In concomitanza con queste scoperte nel regno delle erbe
medicinali, potrebbe anche risultare che la potente azione del
naftodiantrone contro i virus circondati da una struttura
glico-proteica, dimostrata dall'erba di San Giovanni (iperico,
ndt), sia un elemento dei suoi effetti antidepressivi; le più
recenti ricerche indicano che, in virtù dei suoi effetti di
elevazione dell'umore, è l'iperforina - un peculiare componente
floroglucinolo antibiotico dell'erba di San Giovanni, efficace
contro i batteri gram-positivi farmacoresistenti - il più
probabile ingrediente attivo responsabile, e non l'ipericina -
sulla quale sono standardizzati quasi tutti i preparati in
commercio (Lawrance).
Altri studi hanno dimostrato che i farmaci antipsicotici come
torazina, haldol e clozapina inibiscono la replicazione virale e
che il fluido cerebrospinale di individui affetti da schizofrenia
recente presenta un aumento del 400% nell'attività della
trascrittasi inversa, importante componente dei retrovirus
infettivi (anche l'ipericina agisce sulla trascrittasi inversa).

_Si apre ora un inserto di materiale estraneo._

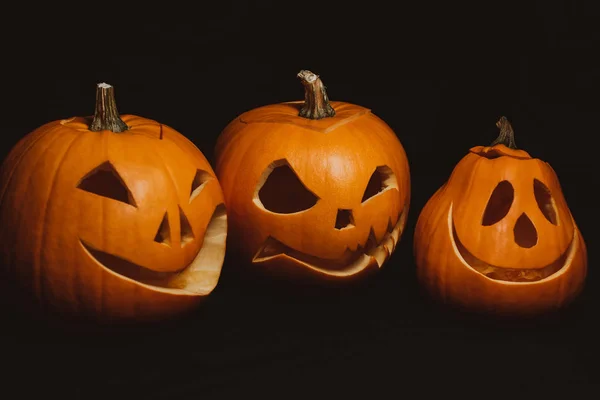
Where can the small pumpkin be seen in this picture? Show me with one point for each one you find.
(111, 217)
(314, 189)
(499, 237)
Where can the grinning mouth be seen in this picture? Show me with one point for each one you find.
(192, 278)
(351, 262)
(508, 274)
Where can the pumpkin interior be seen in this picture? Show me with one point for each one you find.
(199, 276)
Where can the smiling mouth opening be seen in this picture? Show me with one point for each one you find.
(508, 274)
(351, 262)
(199, 277)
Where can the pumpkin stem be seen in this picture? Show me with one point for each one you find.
(106, 116)
(316, 102)
(506, 136)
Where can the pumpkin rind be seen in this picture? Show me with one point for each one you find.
(48, 221)
(458, 207)
(334, 158)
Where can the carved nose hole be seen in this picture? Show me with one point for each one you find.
(525, 232)
(344, 219)
(187, 234)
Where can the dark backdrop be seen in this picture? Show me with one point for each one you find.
(440, 74)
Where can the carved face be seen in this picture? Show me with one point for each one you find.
(513, 227)
(128, 223)
(328, 197)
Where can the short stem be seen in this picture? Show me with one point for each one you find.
(106, 116)
(506, 136)
(316, 102)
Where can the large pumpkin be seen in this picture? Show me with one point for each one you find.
(314, 189)
(498, 236)
(111, 218)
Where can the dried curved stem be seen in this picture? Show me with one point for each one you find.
(506, 136)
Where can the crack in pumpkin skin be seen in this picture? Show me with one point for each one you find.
(508, 274)
(351, 262)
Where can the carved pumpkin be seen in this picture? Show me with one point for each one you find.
(314, 190)
(114, 218)
(498, 236)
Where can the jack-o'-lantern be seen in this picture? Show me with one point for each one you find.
(498, 236)
(111, 218)
(314, 189)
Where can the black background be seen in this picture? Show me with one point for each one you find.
(440, 74)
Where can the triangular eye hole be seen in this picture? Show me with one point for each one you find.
(382, 178)
(281, 191)
(499, 203)
(198, 183)
(545, 201)
(105, 181)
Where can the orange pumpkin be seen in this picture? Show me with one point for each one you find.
(314, 189)
(111, 218)
(498, 236)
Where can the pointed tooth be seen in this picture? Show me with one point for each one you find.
(390, 227)
(388, 243)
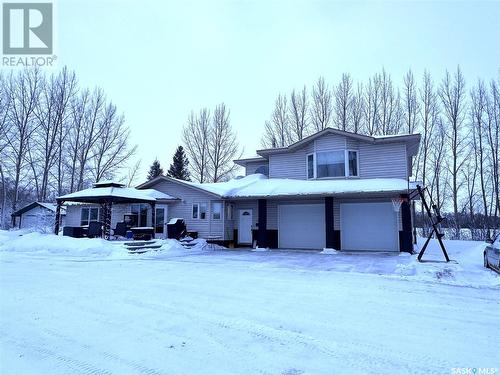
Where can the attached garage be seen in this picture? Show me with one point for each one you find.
(301, 226)
(369, 227)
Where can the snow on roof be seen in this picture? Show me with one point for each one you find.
(48, 206)
(258, 185)
(117, 192)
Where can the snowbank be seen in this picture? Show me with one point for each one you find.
(465, 269)
(20, 241)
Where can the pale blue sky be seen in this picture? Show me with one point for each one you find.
(158, 60)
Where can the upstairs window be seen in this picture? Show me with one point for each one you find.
(353, 163)
(199, 211)
(310, 166)
(330, 164)
(216, 210)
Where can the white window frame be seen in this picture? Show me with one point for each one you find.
(316, 166)
(313, 154)
(197, 216)
(89, 208)
(229, 211)
(198, 211)
(347, 163)
(220, 212)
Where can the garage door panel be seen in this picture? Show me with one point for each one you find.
(302, 226)
(369, 226)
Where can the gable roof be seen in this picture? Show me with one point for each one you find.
(412, 140)
(259, 186)
(115, 194)
(49, 206)
(193, 185)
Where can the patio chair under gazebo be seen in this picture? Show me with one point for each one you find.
(108, 193)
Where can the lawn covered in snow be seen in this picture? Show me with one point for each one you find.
(81, 306)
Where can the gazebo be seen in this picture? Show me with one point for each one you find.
(108, 193)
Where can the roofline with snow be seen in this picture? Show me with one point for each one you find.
(31, 206)
(407, 138)
(244, 161)
(155, 180)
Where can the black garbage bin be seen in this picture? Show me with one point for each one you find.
(176, 228)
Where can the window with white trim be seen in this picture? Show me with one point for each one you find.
(353, 163)
(331, 164)
(88, 215)
(229, 211)
(310, 166)
(199, 211)
(216, 210)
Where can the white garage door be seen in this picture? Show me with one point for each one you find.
(369, 226)
(302, 226)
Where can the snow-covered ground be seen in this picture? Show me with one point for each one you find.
(79, 306)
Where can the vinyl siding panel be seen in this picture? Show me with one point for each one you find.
(183, 208)
(290, 165)
(375, 160)
(382, 161)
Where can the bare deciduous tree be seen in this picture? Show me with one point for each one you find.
(222, 146)
(411, 103)
(277, 130)
(24, 93)
(322, 106)
(452, 94)
(299, 122)
(195, 138)
(343, 94)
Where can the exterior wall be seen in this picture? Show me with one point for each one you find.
(383, 161)
(251, 167)
(273, 209)
(375, 160)
(36, 218)
(184, 208)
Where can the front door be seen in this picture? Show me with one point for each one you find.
(245, 227)
(160, 221)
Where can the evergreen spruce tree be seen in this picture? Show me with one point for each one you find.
(155, 170)
(179, 167)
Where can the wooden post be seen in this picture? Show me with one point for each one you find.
(58, 217)
(262, 230)
(153, 217)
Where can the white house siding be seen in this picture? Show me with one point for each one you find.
(383, 160)
(388, 160)
(183, 208)
(36, 218)
(291, 164)
(251, 167)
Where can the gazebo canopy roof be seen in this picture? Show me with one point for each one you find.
(109, 192)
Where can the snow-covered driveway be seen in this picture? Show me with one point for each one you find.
(237, 313)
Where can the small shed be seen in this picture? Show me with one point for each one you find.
(37, 215)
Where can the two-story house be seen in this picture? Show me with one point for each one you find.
(333, 189)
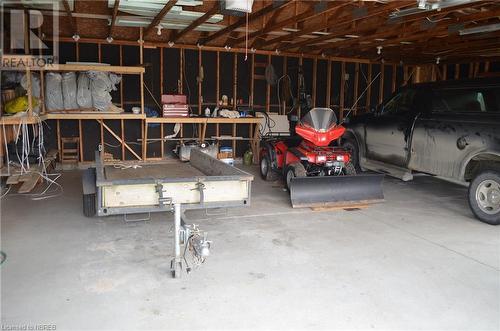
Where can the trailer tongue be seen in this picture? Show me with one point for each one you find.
(336, 191)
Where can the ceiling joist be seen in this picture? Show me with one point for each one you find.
(160, 16)
(214, 10)
(240, 22)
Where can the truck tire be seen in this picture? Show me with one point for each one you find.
(353, 149)
(89, 208)
(484, 197)
(349, 169)
(266, 170)
(294, 170)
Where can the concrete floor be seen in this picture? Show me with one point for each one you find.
(418, 261)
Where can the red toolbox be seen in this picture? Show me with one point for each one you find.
(174, 99)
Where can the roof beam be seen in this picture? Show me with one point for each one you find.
(160, 16)
(415, 33)
(202, 19)
(308, 14)
(113, 18)
(395, 28)
(371, 12)
(266, 10)
(72, 19)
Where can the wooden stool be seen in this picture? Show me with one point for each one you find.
(70, 150)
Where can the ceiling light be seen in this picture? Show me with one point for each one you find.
(425, 6)
(321, 33)
(159, 27)
(480, 29)
(290, 30)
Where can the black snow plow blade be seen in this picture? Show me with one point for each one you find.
(336, 191)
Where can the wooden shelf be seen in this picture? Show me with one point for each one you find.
(93, 116)
(202, 120)
(85, 67)
(15, 120)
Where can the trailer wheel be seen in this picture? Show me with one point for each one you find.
(266, 171)
(89, 209)
(484, 197)
(349, 169)
(294, 170)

Per di più, quando si è impiegato il CSF di questi malati per
inoculare la linea cellulare di una scimmia del Nuovo Mondo, si
è verificato un aumento di dieci volte nell'attività della
trascrittasi inversa, il che suggerisce la presenza di un virus
replicante.
In modo indipendente, il Dr. Darren Hart della School of
Medicine della Tulane University ha rilevato la presenza di
anticorpi a retrovirus nel sangue di metà dei pazienti da lui
testati e a cui erano stati diagnosticati schizofrenia e
disordine bipolare. Malhotra, prendendo in considerazione i
fattori di predisposizione genetica, ha dimostrato l'assenza di
omo-zigoti CCR5-32 in oltre 200 pazienti schizofrenici, il che
accresce drammaticamente la suscettibilità ad infezione
retro-virale (F. Yee). (I soli geni cattivi non possono tuttavia
dare ragione di gravi affezioni come la schizofrenia, poiché
malattie di questo genere riducono drasticamente la capacità
riproduttiva del soggetto e, in definitiva, cadrebbero vittime
della selezione naturale; i tassi di schizofrenia, invece,
continuano ad aumentare.)
Sono ricerche di questo tipo che hanno portato Robert Yolken,
virologo della Johns Hopkins, e il Dr. E. Fuller Torrey, docente
di psichiatria nonché ex assistente speciale del direttore del
National Institute for Mental Health, a ritenere che il
Toxoplasma sia uno dei vari agenti infettivi che provocano la
maggior parte dei casi di schizofrenia e di disordine bipolare.
Tale concezione non è nuova; in realtà, già nel 1922, il
famoso psichiatra Karl Menninger avanzò l'ipotesi che la
schizofrenia fosse "nella maggior parte dei casi la
conseguenza di encefalite virale". Torrey nota che verso la
fine del 19° secolo, in concomitanza con l'uso di tenere gatti
domestici, schizofrenia e disordine bipolare, prima alquanto
rare, divennero affezioni relativamente diffuse.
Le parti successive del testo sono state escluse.